Most of these treatments aim to attack the abnormal cancerous cells, but it is not always easy to target only these cells, meaning that many healthy cells might be damaged in the process. Therefore, Phase 1 cancer trials cannot be carried out in healthy participants, as being exposed to the treatment would endanger their health. In these cases, the participants of the Phase 1 trial would have to be cancer patients, for whom the potential benefits (effective treatment) outweigh the risk. It also means that these patients can receive potentially life-saving treatment earlier on. This is crucial for patients who have no effective therapeutic alternatives available. Another added benefit to carrying out these trials in cancer patients is that we can also see if the treatment affects the cancer, which may allow researchers to move quickly to later phases if promising results are observed.
Research to improve current cancer treatments
Clinical trials on cancer are not always focused on a last resort treatment for terminal patients. Research studies on cancer are also essential to improve current treatments and identify those that work best. For example, in some cases of pancreatic cancer, open surgery to remove part of the pancreas is an accepted and frequently used treatment option, but it has its downside.

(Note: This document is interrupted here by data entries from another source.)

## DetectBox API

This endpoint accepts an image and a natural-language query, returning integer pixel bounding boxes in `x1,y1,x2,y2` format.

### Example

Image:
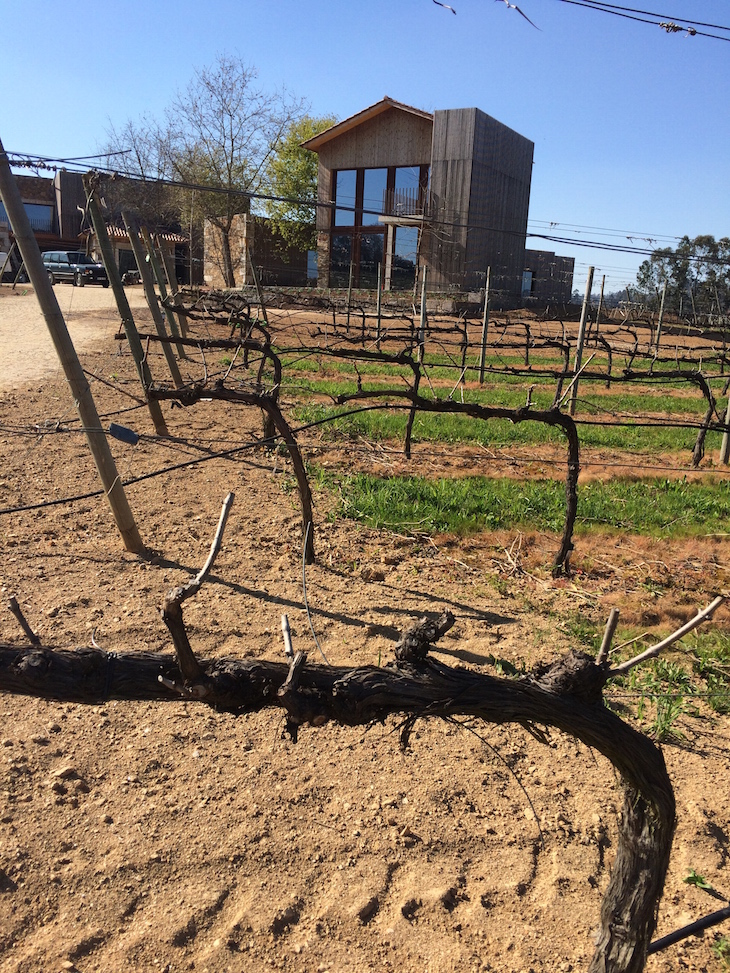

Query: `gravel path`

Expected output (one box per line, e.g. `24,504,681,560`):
0,284,146,391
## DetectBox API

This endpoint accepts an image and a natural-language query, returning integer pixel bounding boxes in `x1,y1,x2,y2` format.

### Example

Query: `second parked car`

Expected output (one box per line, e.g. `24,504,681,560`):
43,250,109,287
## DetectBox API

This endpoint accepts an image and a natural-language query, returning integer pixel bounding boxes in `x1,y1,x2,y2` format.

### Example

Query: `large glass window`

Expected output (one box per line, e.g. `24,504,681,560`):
330,233,353,287
358,233,385,288
335,169,357,226
390,226,418,290
362,169,388,226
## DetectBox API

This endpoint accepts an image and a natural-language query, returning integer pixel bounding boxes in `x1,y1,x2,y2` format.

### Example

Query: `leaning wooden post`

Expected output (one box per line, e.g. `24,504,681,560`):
375,263,383,351
569,267,596,416
122,212,184,388
418,264,428,364
157,238,188,338
588,274,606,338
479,267,492,384
654,280,667,354
84,176,169,436
0,142,145,554
347,255,355,331
720,396,730,466
246,250,269,328
139,226,188,358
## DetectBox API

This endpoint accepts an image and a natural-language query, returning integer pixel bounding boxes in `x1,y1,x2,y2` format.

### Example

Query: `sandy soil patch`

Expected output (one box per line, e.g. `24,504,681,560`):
0,285,730,973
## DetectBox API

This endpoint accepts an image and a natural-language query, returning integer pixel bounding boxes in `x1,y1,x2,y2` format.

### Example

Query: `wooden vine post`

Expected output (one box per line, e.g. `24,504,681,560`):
0,494,724,973
84,173,169,436
0,142,145,554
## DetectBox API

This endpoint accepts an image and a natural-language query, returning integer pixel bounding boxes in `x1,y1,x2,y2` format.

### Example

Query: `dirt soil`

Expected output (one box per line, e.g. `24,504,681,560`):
0,286,730,973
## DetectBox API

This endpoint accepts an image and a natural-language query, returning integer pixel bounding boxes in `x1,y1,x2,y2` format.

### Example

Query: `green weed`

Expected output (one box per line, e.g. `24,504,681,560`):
712,936,730,970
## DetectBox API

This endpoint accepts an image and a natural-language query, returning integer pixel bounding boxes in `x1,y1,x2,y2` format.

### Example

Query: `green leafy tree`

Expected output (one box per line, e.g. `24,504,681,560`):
266,115,337,250
636,234,730,320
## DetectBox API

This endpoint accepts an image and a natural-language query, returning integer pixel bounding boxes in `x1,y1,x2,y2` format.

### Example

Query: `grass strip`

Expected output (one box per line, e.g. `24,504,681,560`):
319,471,730,538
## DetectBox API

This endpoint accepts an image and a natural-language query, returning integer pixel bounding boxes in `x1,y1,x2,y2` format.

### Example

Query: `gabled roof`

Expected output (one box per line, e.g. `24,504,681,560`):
302,95,433,152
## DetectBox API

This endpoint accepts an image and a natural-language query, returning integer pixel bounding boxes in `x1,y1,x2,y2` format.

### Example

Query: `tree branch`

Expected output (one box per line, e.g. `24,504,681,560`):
608,595,725,679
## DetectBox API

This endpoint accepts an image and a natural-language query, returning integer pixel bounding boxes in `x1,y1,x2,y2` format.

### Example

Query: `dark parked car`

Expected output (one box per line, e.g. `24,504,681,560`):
43,250,109,287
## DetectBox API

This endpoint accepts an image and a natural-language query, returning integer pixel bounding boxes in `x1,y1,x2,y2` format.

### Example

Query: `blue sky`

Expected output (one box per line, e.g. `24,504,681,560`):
0,0,730,291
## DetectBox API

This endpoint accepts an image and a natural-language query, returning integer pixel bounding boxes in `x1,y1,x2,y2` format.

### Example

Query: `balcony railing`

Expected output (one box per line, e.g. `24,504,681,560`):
383,187,436,219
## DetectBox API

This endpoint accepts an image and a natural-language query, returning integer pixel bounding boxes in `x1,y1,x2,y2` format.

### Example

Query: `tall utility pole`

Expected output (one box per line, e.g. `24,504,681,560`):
0,142,145,554
569,267,596,416
479,266,492,384
84,185,169,436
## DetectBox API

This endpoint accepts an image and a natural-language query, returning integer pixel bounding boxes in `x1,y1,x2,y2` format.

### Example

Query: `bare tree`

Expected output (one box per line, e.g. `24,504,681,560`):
160,54,305,287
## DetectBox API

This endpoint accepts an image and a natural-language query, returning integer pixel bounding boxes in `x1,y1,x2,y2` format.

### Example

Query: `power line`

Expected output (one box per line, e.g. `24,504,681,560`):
548,0,730,41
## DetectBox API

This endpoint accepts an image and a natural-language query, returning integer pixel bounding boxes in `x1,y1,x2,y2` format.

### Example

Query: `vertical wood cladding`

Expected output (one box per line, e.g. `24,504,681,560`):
428,108,534,296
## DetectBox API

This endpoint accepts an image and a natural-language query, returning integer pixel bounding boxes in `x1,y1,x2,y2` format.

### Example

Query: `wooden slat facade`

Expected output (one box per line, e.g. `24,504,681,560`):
425,108,534,296
305,98,534,300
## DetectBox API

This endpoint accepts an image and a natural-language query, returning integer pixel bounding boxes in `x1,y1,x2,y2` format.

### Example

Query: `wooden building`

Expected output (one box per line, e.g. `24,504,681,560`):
303,97,534,302
522,250,575,306
0,169,192,283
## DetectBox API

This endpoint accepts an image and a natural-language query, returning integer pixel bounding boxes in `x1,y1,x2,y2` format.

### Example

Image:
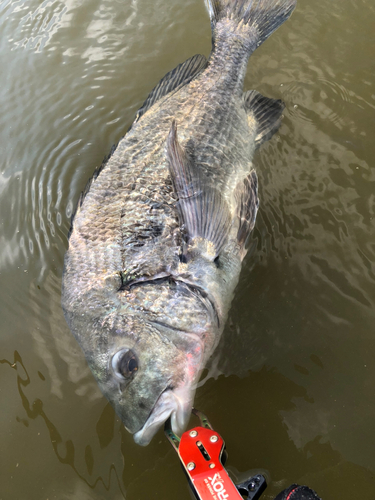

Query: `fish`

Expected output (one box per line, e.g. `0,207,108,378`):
62,0,296,446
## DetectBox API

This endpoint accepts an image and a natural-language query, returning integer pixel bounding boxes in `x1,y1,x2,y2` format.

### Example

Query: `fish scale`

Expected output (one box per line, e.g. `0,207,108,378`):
62,0,295,445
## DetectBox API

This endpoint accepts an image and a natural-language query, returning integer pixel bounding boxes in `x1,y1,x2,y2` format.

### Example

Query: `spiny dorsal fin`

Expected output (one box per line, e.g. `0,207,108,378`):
167,121,231,260
234,170,259,257
244,90,285,147
134,54,207,122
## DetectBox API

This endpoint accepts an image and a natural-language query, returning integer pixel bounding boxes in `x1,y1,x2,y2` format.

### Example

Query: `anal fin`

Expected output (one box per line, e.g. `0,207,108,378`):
234,170,259,257
167,121,231,261
134,54,207,122
244,90,285,147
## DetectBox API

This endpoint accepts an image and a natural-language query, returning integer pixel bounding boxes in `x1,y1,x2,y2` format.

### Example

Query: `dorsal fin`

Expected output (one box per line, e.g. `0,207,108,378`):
167,121,231,260
234,170,259,258
134,54,207,122
244,90,285,147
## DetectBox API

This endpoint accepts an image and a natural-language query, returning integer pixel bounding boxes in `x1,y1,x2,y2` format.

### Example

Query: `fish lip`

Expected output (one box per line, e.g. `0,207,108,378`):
133,385,194,446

A clinical trial in 2021 showed that the same procedure done by minimally invasive surgery (laparoscopy) not only reduced the risk of blood loss, and resulted in shorter hospital stays and a faster recovery, it even had better oncological outcomes than open surgery, including overall survival and disease-free survival in early-stage pancreatic cancer.
Clinical trials for degenerative diseases
Alzheimer’s research
Alzheimer’s disease (AD) is a neurodegenerative disease that affects the brain and causes a progressive loss of memory and cognitive abilities. It affects over 6 million people in the United States and is the most common cause of dementia in older adults.

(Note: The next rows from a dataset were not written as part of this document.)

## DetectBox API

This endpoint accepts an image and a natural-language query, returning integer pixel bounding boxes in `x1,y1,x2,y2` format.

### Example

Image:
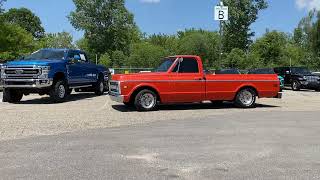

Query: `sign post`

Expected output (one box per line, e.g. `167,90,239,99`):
214,1,229,66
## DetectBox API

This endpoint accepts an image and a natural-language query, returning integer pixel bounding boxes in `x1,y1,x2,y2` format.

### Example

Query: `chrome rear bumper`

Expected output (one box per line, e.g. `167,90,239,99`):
1,79,53,89
275,92,282,99
109,93,124,103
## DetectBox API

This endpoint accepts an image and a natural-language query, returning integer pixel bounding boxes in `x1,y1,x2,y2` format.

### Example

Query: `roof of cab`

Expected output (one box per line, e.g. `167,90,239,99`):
169,55,200,58
41,48,82,52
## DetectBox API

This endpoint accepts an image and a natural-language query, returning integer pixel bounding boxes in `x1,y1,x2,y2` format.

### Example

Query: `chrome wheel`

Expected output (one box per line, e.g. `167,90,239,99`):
99,82,104,92
58,84,66,99
292,81,298,90
139,93,156,109
239,90,255,106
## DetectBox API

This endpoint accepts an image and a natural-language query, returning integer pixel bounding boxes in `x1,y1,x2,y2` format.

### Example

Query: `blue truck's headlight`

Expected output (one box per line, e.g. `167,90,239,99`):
39,66,51,79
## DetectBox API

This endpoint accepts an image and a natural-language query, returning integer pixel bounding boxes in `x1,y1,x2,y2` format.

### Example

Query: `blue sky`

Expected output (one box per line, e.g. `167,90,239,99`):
4,0,320,40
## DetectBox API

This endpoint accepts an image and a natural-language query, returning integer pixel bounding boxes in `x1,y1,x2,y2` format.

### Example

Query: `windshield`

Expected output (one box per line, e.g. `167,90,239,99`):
291,68,311,75
155,58,176,72
24,50,65,60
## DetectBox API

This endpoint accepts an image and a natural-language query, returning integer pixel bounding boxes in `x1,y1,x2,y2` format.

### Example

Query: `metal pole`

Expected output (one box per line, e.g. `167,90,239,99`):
219,1,223,67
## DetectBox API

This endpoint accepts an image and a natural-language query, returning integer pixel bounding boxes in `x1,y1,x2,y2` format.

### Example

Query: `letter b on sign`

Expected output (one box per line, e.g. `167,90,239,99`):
219,10,224,19
214,6,229,21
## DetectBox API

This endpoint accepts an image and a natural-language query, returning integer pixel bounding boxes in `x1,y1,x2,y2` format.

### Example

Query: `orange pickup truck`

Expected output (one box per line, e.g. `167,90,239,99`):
109,55,282,111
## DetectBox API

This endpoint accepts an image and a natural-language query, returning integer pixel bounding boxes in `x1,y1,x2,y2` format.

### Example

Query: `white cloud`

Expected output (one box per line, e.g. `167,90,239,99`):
140,0,160,4
296,0,320,10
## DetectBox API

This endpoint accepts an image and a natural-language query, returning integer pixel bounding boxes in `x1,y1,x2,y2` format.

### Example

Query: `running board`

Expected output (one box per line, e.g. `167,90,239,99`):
69,85,92,89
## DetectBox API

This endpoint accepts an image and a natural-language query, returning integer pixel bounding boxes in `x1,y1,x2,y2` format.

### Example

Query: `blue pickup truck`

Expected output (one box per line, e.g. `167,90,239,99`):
1,49,109,103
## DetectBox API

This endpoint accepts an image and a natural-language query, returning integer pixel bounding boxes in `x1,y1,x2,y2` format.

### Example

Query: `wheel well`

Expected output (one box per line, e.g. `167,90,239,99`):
235,86,259,98
130,86,161,102
53,72,66,81
98,72,103,79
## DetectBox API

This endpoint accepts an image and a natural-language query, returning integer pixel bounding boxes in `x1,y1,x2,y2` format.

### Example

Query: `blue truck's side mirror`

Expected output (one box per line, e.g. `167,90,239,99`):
73,55,81,61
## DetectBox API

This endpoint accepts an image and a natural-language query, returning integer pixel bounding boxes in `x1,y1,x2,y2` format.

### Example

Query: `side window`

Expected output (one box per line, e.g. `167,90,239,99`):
68,51,74,59
80,53,87,61
173,58,199,73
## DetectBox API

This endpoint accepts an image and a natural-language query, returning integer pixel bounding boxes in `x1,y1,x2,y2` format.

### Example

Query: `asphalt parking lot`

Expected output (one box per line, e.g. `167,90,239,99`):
0,91,320,179
0,91,320,140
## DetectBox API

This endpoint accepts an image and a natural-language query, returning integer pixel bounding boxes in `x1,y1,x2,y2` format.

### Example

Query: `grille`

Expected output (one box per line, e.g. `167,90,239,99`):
306,76,319,82
4,67,41,78
109,81,120,94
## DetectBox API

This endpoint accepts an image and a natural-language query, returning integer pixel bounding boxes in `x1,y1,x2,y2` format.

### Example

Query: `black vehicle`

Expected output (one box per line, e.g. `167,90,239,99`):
274,67,320,91
215,69,241,74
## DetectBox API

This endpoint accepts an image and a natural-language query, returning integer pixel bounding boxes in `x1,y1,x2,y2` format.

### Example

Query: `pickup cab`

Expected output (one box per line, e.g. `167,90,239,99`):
1,49,109,103
109,55,282,111
274,67,320,91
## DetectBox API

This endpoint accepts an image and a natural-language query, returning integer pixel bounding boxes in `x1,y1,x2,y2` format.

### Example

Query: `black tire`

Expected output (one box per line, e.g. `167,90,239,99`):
134,89,157,111
67,89,73,96
50,80,68,103
2,89,23,103
94,77,105,96
211,100,223,106
123,102,134,107
291,80,301,91
235,88,257,108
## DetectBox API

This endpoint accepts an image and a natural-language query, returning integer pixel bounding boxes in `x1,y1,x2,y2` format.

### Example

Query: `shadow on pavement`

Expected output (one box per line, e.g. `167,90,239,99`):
15,93,106,104
112,102,279,112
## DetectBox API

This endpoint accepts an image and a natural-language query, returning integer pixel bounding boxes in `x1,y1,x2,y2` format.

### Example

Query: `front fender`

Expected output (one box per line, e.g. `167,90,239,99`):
127,83,161,102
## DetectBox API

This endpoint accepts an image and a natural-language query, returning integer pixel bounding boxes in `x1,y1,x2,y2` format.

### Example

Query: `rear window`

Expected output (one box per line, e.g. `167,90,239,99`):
215,69,241,74
248,69,275,74
173,58,199,73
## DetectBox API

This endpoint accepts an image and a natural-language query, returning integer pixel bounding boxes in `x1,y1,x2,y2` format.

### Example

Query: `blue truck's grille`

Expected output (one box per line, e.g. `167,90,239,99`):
4,66,41,79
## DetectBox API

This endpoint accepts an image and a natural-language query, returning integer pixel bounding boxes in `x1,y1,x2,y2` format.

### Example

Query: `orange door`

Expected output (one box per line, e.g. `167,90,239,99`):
171,73,205,102
171,58,206,102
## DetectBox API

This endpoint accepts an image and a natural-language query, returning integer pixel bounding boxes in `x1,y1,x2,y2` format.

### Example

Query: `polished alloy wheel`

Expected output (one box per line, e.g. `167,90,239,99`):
58,84,66,99
99,82,104,92
239,90,254,106
140,93,156,109
292,81,298,90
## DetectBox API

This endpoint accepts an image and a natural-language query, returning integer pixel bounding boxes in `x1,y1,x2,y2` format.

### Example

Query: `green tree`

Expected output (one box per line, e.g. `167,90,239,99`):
0,0,5,14
223,0,268,53
251,31,288,67
146,34,179,55
128,42,168,68
224,48,247,69
69,0,140,54
38,32,75,48
0,23,35,61
111,51,128,67
3,8,44,39
99,53,112,68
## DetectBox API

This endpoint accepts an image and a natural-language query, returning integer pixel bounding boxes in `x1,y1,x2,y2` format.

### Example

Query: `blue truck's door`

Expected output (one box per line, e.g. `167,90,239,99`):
80,52,97,83
67,51,83,84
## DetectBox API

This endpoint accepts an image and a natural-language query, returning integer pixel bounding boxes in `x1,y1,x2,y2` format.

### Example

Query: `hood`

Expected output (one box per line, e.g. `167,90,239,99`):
112,72,167,81
5,60,64,66
278,76,284,80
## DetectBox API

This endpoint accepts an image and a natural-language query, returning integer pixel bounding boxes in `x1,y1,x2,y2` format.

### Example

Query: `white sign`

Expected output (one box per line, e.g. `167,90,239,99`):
214,6,229,21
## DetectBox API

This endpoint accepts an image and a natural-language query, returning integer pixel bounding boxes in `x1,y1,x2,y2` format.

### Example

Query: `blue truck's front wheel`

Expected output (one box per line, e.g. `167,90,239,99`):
95,77,105,96
50,80,68,103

It is characterized by the presence of certain protein deposits in the brain that appear a decade or more before the onset of symptoms, which include personality and behavioral changes, language and reasoning difficulties, and even hallucinations, delusions and paranoia.
There is no cure for Alzheimer’s disease, and current treatment options focus on alleviating symptoms and improving the patient’s quality of life. Some medications and therapies can help slow the progression of the disease and manage its effects, but with what is available now, progression of the disease and the disability associated with it is inevitable, making clinical trials a last resort for patients.
The speed at which AD will progress is variable among patients, and it is very difficult to predict. Recently, a study was published in JAMA Neurology where measuring levels of a biomarker called P-tau217 in blood showed to be useful in identifying people with early stages of the disease, who do not yet show symptoms, but are at risk of developing cognitive impairment.
Although the interest in this disease has increased in the last years, further research needs to be done to identify possible therapeutic targets, and to develop effective treatments or preventative medications.
Parkinson’s research
Parkinson’s disease is a chronic neurological disorder that affects over 8.5 million people, and its prevalence has doubled over the last 25 years. This disease is characterized by the progressive degeneration of nerve cells of the central nervous system, affecting the coordination of movement and muscle control.
The main symptoms of Parkinson include tremors, muscle rigidity, slowness of movement and difficulty in maintaining balance. As the disease progresses, patients may also experience other symptoms such as speech problems, sleep disorders, depression, and cognitive difficulties.
Parkinson is a chronic and progressive disease, which means that symptoms worsen over time. Although there is no cure, treatments and medications can help reduce symptoms. It is important to note that Parkinson’s affects each person differently, so the treatment and approach is usually personalized to fit each patient’s specific needs.